20. Convergence of Positive Series
b.1. The Integral Test
a. Proof
If \(a_n=f(n)\) where \(f(x)\) is a continuous, positive, decreasing function on \([n_o,\infty)\), then \(\displaystyle \sum_{n=n_o}^\infty a_n\) is convergent if and only if \(\displaystyle \int_{n_o}^\infty f(x)\,dx\) is convergent.
To be concrete, let \(n_o=1\), and assume \(f(x)\) is a continuous, positive, decreasing function on \([1,\infty)\). The graph of \(f(x)\) is shown at the right. The area under the curve is given by the integral \(\displaystyle \int_1^\infty f(x)\,dx\). Now let \(a_n=f(n)\). The series \(\displaystyle \sum_{n=1}^\infty a_n\) can also be regarded as an area, but in two ways. The term \(a_n\) may be regarded as the area of a rectangle whose height is \(a_n\) and whose width is \(1\). This rectangle may be positioned to the left or right of \(x=n\) resulting in the next two graphs. The series \(\displaystyle \sum_{n=1}^\infty a_n\) measures the total area of the red rectangles in either plot.

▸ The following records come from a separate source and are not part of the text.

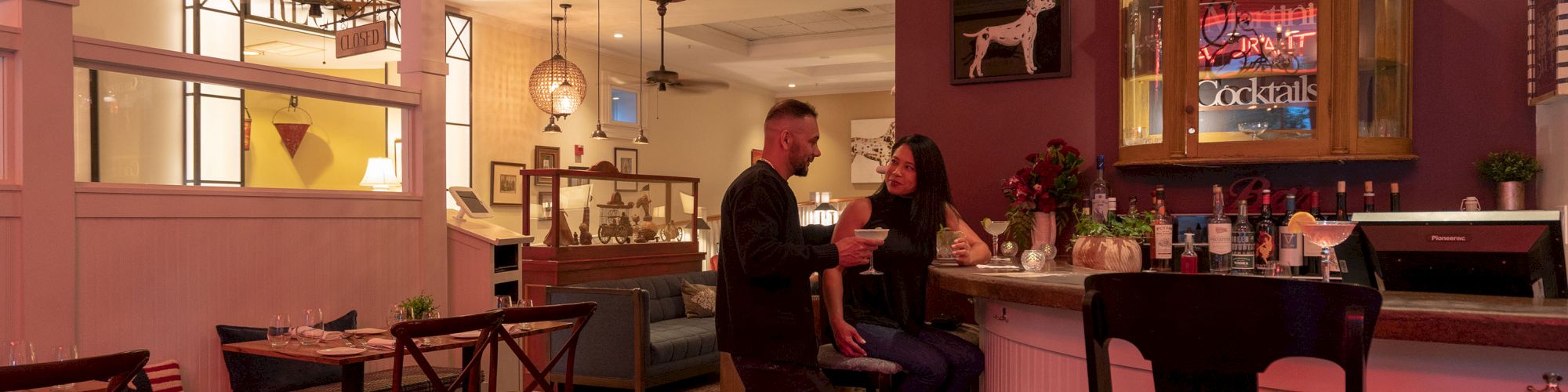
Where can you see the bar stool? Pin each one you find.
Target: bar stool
(1218, 333)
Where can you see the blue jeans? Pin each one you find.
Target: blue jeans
(932, 360)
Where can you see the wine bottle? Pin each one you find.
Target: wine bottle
(1393, 197)
(1219, 236)
(1340, 203)
(1266, 236)
(1189, 258)
(1290, 241)
(1243, 247)
(1100, 192)
(1161, 245)
(1368, 198)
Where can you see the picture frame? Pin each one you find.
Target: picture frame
(576, 183)
(626, 164)
(507, 184)
(979, 24)
(546, 158)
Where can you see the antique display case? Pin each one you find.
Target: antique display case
(1208, 82)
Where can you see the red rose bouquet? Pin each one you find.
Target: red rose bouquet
(1048, 184)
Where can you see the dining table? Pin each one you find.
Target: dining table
(355, 365)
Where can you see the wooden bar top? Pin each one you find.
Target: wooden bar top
(1407, 316)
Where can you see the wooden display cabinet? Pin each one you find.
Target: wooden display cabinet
(1265, 82)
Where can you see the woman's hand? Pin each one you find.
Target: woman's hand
(849, 339)
(960, 249)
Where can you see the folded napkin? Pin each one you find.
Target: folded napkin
(308, 332)
(380, 343)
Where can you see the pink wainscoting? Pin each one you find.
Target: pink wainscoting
(164, 285)
(10, 281)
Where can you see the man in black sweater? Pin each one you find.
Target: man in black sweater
(764, 264)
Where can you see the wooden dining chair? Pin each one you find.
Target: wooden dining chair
(1218, 333)
(407, 335)
(579, 313)
(117, 369)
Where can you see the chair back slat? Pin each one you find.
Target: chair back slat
(1225, 330)
(407, 333)
(579, 313)
(117, 369)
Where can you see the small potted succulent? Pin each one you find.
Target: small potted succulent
(1511, 170)
(1114, 245)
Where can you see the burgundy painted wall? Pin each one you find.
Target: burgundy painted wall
(1468, 101)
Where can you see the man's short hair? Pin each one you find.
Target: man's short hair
(793, 109)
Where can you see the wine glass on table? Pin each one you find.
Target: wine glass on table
(996, 230)
(873, 234)
(1329, 234)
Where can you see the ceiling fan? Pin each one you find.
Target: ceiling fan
(670, 79)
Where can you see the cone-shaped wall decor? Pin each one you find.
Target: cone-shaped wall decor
(294, 126)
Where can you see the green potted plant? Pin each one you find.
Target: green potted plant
(1114, 245)
(1511, 170)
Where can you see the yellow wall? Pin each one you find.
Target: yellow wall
(335, 151)
(832, 172)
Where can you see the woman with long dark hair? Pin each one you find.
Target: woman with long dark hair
(884, 316)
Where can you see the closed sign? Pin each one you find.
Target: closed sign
(361, 40)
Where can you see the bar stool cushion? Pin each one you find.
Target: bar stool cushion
(830, 358)
(413, 380)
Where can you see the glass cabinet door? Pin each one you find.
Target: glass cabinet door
(1258, 70)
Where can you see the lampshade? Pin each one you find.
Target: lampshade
(380, 175)
(557, 87)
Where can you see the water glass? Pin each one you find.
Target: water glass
(278, 332)
(313, 319)
(20, 354)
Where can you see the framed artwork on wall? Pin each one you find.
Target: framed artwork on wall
(1011, 40)
(871, 147)
(626, 162)
(506, 183)
(546, 158)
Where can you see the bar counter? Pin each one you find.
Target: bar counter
(1034, 339)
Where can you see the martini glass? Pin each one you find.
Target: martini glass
(996, 230)
(1329, 234)
(873, 234)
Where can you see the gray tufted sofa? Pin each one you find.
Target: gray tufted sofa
(641, 336)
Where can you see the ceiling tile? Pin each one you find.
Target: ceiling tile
(808, 18)
(785, 31)
(873, 21)
(829, 27)
(763, 23)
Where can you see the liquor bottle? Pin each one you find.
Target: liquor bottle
(1290, 242)
(1244, 255)
(1100, 194)
(1219, 236)
(1111, 211)
(1340, 203)
(1266, 238)
(1368, 198)
(1161, 245)
(1393, 197)
(1189, 258)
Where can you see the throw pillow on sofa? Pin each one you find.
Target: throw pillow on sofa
(700, 300)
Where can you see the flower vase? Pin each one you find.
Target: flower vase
(1045, 230)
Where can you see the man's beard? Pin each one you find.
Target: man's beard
(802, 165)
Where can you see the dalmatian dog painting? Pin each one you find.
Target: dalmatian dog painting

This figure shows \[ \sum_{n=2}^\infty a_n < \int_1^\infty f(x)\,dx \] Notice that we have dropped the first term of the series (with \(n=1\)) since the first red rectangle is not under the blue curve. Consequently, if \(\displaystyle \int_1^\infty f(x)\,dx\) is convergent (i.e. finite), then \(\displaystyle \sum_{n=2}^\infty a_n\) is also convergent. However, this is a tail of the original series. So, the series \(\displaystyle \sum_{n=1}^\infty a_n\) also converges.
This figure shows \[ \int_1^\infty f(x)\,dx \lt \sum_{n=1}^\infty a_n \] Consequently, if \(\displaystyle \int_1^\infty f(x)\,dx\) is divergent (i.e. infinite), then \(\displaystyle \sum_{n=1}^\infty a_n\) is also divergent.